Au niveau du Conseil il y a parité (la France et l’Allemagne ont chacune 29 voix) mais une dilution de leur influence respective au sein du Conseil avec les élargissements. Chacune a environ un tiers de la minorité de blocage (qui est à 90 voix) et reste fort loin de la majorité qualifiée (qui est à 232 voix). Ceci rejoint ce que vous disiez, Monsieur Zervakis : si la France et l’Allemagne sont des poids importants, elles ne peuvent agir efficacement que dans le cadre de coalitions. Même en additionnant les voix allemandes et les voix françaises, on arrive à 58, encore bien loin de la minorité de blocage.
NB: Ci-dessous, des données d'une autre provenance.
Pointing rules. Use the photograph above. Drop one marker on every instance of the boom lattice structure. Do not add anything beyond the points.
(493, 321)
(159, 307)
A la Commission, l’influence nationale est taboue, les fonctionnaires sont censés agir indépendamment de leur nationalité. La France et l’Allemagne, là aussi, sont dans des situations similaires avec un seul commissaire, désormais, au lieu de deux par le passé. Il serait difficile de comparer le poste de Verheugen à celui de Jacques Barrot.
Soulignons toutefois que les Français sont exceptionnellement représentés au sein de la Commission européenne parce qu’ils ont fourni des bataillons de fonctionnaires au début, dans les années 1970. La France a quatre directeurs généraux, ce qui est considérable (l’Allemagne n’en a que deux) à des postes importants. Cela ne va pas durer : c’est un effet de pyramide des âges, on a fait rentrer beaucoup de monde, ces gens ont fait carrière, ils occupent des postes de responsabilité importants mais, là encore la présence française va se diluer avec les élargissements.
Au plan para-institutionnel, pour ne pas dire lobbying parce que la réalité désignée est plus large (elle inclut non seulement les organisations professionnelles mais aussi les think tanks et la presse), on constate aussi une présence allemande considérable.
J’abordais le problème constitutionnel : il est vrai que les représentations des Länder à Bruxelles sont très importantes et absolument sans comparaison avec les représentations des régions françaises.
Au sein des fédérations professionnelles aussi, les Allemands ont transposé à Bruxelles leur tradition corporatiste (en son sens positif : implication très forte des fédérations professionnelles dans la vie politique) avec un bémol au plan syndical : les syndicats allemands ont une relation ambivalente à la construction européenne, me semble-t-il, et ils sont relativement peu puissants au sein de la Confédération européenne des syndicats (grand organisme de représentation des travailleurs européens au niveau bruxellois). Bizarrement, ils sont relativement marginalisés.
Ils sont fortement présents au niveau des fondations, c’est ce dont vous parliez tout à l’heure, Monsieur Zervakis. Toutefois les Français ont ouvert pas mal de think tanks ces dernières années, notamment Bruegel, Eurlfri, Confrontations Europe, la Fondation Robert Schuman, quatre organisations initiées par la France ou par les Français sont présentes à Bruxelles contrebalancent, peut-être, la présence des fondations allemandes à Bruxelles.
La réalité qu’on éprouve en travaillant sur des sujets transversaux, les sujets environnementaux, les problèmes de réglementation financière, l’adhésion turque…, dans le petit bocal bruxellois, c’est que c’est un univers anglophone.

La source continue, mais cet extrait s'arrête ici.